Recent studies show that women can increase their life expectancy by up to 10 years if they stop smoking before reaching middle age.
A study of over 1,3 million women has shown that quitting the addiction before the age of 90 is associated with avoiding over 10%. risk of dying from smoking-related diseases. In smokers, increased mortality has been associated with diseases such as lung cancer, chronic obstructive pulmonary disease, heart disease, and stroke. The risk increases sharply with the amount of tobacco smoked, but even smokers less, up to XNUMX units a day, double the risk of death. The above analysis is based on the Million Women Study project and published in the medical journal The Lancet to mark the XNUMXth birthday of Sir Richard Doll, one of the first to discover a link between smoking and lung cancer.
A total of 1996 million women aged between 2001 and 1,3 were recruited for the project between 50 and 65. They completed a questionnaire on lifestyle, medical history and environmental and social factors.
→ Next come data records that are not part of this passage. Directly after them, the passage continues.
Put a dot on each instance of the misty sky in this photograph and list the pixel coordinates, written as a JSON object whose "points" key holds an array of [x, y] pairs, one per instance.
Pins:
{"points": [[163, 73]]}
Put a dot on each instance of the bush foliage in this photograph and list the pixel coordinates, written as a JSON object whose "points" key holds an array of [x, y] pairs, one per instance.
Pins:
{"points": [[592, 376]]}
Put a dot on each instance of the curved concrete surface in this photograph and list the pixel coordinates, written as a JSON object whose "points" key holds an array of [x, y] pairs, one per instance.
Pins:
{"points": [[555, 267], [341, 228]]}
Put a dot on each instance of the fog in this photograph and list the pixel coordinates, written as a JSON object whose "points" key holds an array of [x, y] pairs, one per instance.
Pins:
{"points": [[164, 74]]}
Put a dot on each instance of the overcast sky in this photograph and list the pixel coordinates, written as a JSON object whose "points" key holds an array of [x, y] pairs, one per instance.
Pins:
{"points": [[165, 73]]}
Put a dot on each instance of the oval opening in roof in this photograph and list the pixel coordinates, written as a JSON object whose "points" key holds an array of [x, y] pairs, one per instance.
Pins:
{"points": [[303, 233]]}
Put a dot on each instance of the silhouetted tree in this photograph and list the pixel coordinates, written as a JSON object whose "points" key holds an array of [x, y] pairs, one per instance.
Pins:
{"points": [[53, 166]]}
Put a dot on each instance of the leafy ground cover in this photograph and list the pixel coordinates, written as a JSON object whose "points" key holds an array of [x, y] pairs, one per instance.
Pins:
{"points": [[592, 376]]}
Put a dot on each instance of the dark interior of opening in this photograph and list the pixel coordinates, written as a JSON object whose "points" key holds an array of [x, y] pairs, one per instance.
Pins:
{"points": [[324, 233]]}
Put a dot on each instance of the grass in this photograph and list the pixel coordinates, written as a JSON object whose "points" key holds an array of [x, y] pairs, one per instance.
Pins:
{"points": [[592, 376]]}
After three years, they filled out another questionnaire. The central registry of the state health service informed researchers if any of the participants died, stating the cause of death. On average, the lives of women were followed for 12 years from the moment they applied. 66 participants have died so far.
Initially, 20 percent. ladies were smokers, 28 percent smoked in the past, and 52 percent. – never. Women who revealed that they continued smoking in a second survey three years later had a three-fold higher risk of dying over the next nine years than non-smokers – even if they had reduced the amount of cigarettes they smoked during that period.
According to the authors, the most important finding by them is that the risks of smoking – and, accordingly, the benefits of not smoking – are greater than previously thought. Smokers who quit smoking around the age of 30 managed to avoid 97% of their addiction. increased risk of premature death. And while the risk remained elevated for decades in women who smoked up to XNUMX, it was ten times higher in those still smoking in their forties.
“A smoker who quits before forty will statistically gain 10 extra years to live,” says Professor Richard Peto of the University of Oxford, one of the authors of the study. – In both Great Britain and the United States, women born around 1940 were the first generation to smoke large amounts of cigarettes throughout their adult lives. Hence, it is not until the XNUMXst century that we can see the full effects of long-term smoking – as well as quitting – on female mortality rates.
‘Smoking among young women peaked in the 60s in most European countries and America, which is decades later than men,’ adds Professor Rachel Huxley of the University of Minnesota. – Earlier studies did not fully address the impact of smoking on female mortality due to the long time since smoking initiation and associated diseases in middle age or old age.